Views on the riots run the gamut: While some see the work of simple criminals, activists describe the disturbances as empowering, as a turning point for African-American clout. In 1970, Newark became the first major northeastern city to elect a black mayor; Detroit followed suit in 1974, and African-Americans have held City Hall in both cities ever since. In Detroit, leaders organized New Detroit Inc., an organization that still works with the business and black communities to soothe racial tensions in the city. In Newark, black leaders negotiated with the city to dramatically limit the size of a medical school that threatened to displace city residents. "When we sat down to negotiate, we had that nameless and faceless brother with the brick standing with us," recalls Junius Williams, then an organizer in the black community and now head of the Abbott Leadership Institute at Rutgers-Newark.

But many white residents took a different message from the "nameless brother"—get out. The year before the riots, 22,000 residents, predominantly whites, left Detroit. By 1968, it reached 80,000. Both majority white in 1960, Newark's white population now stands at 22 percent and Detroit's at 11 percent.

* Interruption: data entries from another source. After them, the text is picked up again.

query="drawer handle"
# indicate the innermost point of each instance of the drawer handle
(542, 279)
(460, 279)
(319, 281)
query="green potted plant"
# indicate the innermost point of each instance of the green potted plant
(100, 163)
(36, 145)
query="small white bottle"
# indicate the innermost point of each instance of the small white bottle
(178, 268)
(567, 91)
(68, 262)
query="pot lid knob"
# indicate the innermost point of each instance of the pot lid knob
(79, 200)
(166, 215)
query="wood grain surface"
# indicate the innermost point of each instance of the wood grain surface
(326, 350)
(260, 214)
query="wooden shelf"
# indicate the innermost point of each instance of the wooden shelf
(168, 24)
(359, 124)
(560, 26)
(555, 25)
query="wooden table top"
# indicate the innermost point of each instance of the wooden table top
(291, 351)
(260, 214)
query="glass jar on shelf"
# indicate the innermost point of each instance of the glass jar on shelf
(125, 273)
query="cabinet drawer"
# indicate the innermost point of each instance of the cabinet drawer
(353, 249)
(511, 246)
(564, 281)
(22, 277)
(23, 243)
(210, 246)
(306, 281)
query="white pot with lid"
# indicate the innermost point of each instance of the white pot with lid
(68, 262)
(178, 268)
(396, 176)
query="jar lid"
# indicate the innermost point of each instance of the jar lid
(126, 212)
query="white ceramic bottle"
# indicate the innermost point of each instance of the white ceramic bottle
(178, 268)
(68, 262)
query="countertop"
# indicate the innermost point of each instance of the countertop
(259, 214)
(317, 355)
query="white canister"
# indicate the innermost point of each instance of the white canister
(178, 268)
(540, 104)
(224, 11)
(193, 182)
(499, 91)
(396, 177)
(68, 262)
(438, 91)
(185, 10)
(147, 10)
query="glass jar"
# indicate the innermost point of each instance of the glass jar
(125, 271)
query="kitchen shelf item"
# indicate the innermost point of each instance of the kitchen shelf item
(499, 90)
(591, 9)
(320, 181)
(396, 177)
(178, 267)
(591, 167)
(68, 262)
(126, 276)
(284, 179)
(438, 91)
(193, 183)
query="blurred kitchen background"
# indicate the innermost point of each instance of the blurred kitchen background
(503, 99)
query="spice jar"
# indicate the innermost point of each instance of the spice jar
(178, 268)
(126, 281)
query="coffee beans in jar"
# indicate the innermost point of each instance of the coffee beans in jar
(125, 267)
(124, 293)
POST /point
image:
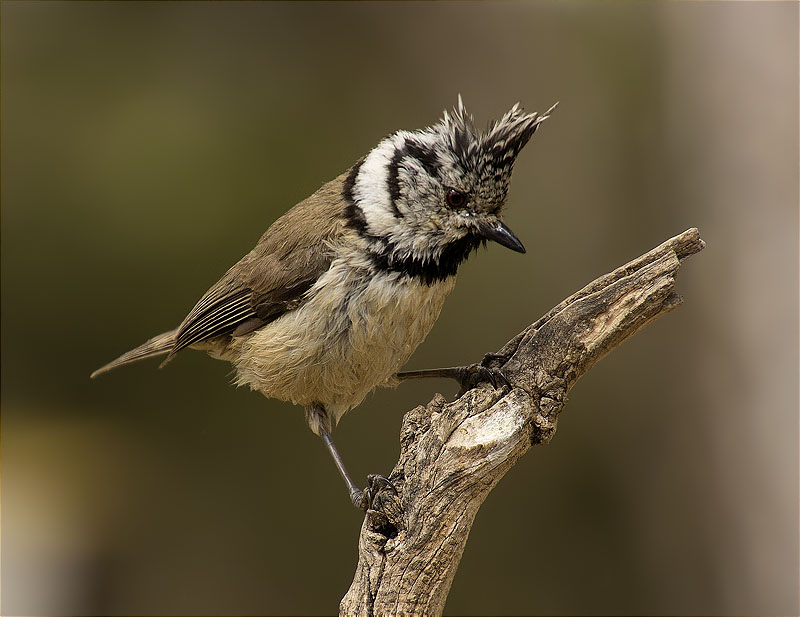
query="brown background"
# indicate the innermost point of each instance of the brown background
(146, 146)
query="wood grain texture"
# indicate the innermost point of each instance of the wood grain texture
(453, 454)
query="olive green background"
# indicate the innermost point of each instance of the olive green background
(145, 148)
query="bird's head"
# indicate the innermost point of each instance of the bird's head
(435, 194)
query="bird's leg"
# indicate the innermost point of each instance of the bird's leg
(467, 376)
(320, 423)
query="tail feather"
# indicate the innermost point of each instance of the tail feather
(156, 346)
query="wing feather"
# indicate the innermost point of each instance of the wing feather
(274, 277)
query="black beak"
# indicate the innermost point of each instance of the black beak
(497, 231)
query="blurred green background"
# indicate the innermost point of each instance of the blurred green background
(145, 148)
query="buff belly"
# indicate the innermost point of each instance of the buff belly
(352, 334)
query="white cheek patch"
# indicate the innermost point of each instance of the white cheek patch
(371, 191)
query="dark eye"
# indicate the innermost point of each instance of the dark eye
(456, 199)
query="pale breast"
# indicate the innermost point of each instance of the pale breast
(356, 330)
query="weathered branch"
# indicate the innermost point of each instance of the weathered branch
(453, 454)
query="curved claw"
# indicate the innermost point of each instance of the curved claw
(363, 500)
(471, 376)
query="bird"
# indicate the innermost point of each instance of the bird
(342, 288)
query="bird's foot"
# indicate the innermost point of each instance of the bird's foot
(368, 498)
(467, 376)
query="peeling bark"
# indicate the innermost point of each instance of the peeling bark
(453, 454)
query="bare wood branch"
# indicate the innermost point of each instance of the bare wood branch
(453, 454)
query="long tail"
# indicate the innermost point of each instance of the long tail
(156, 346)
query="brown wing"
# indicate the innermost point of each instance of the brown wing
(272, 278)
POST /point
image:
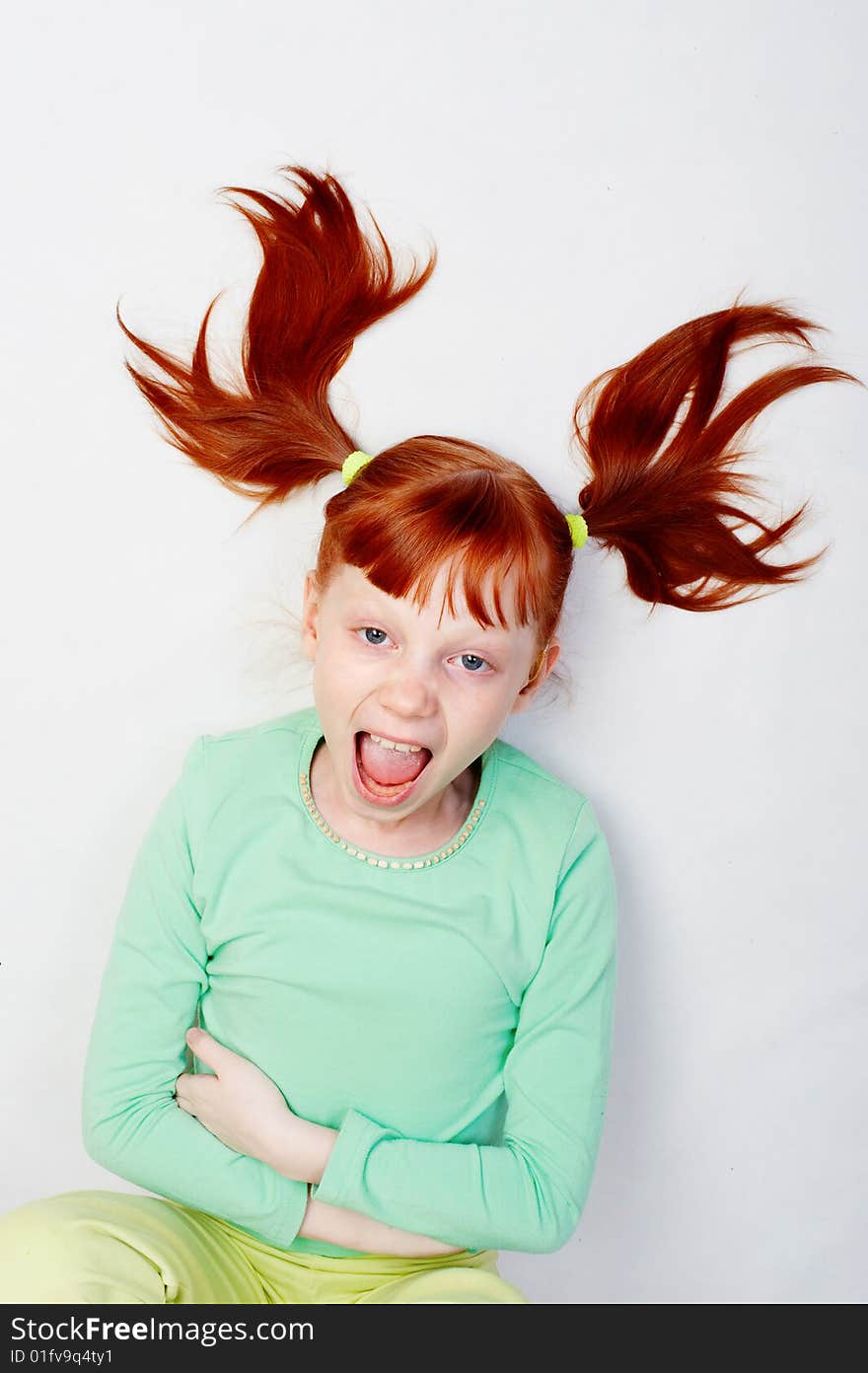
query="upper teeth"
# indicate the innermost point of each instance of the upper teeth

Ghetto palms. The riots also made suburbanites wary of traveling downtown, crippling businesses. In Newark, 13 percent of the stores in the riot area closed immediately, and an additional 19 percent within a year. Coupled with the decline of manufacturing jobs and the surge of gang violence in the following decades, both cities increasingly became synonymous with urban decay.
Read the whole thing. The orgins of the Detroit Riot had legitimate origins in racial discrimination. Yet, white flight from the urban areas preceded the long, hot summer of 1967. An anti-business municipal tax structure contributed to a decline in employment, and the Black Power Movement lifted the hopes of many urban blacks for fundamental change by any means necessary.

Today, Detroit's Mayor, Kwami Kilpatrick, notes that deindustrialization has hit Detroit's current black population hard, but he adds:

"I think that a lot of our problem is also spiritual," Kilpatrick says. "We've got to get off our asses and stop being so woe-is-me."
Detroit's 12th Street was renamed Rosa Parks Boulevard in 1976. With the street today showing nothing more than urban blight, I doubt that's the legacy Rosa Parks had hoped to inspire.

Update: Blazing Cat Fur has graciously forwarded this link to a fascinating photo gallery on the deindustrialization of Detroit (with many photos of Ford Motor Company's former industrial plant).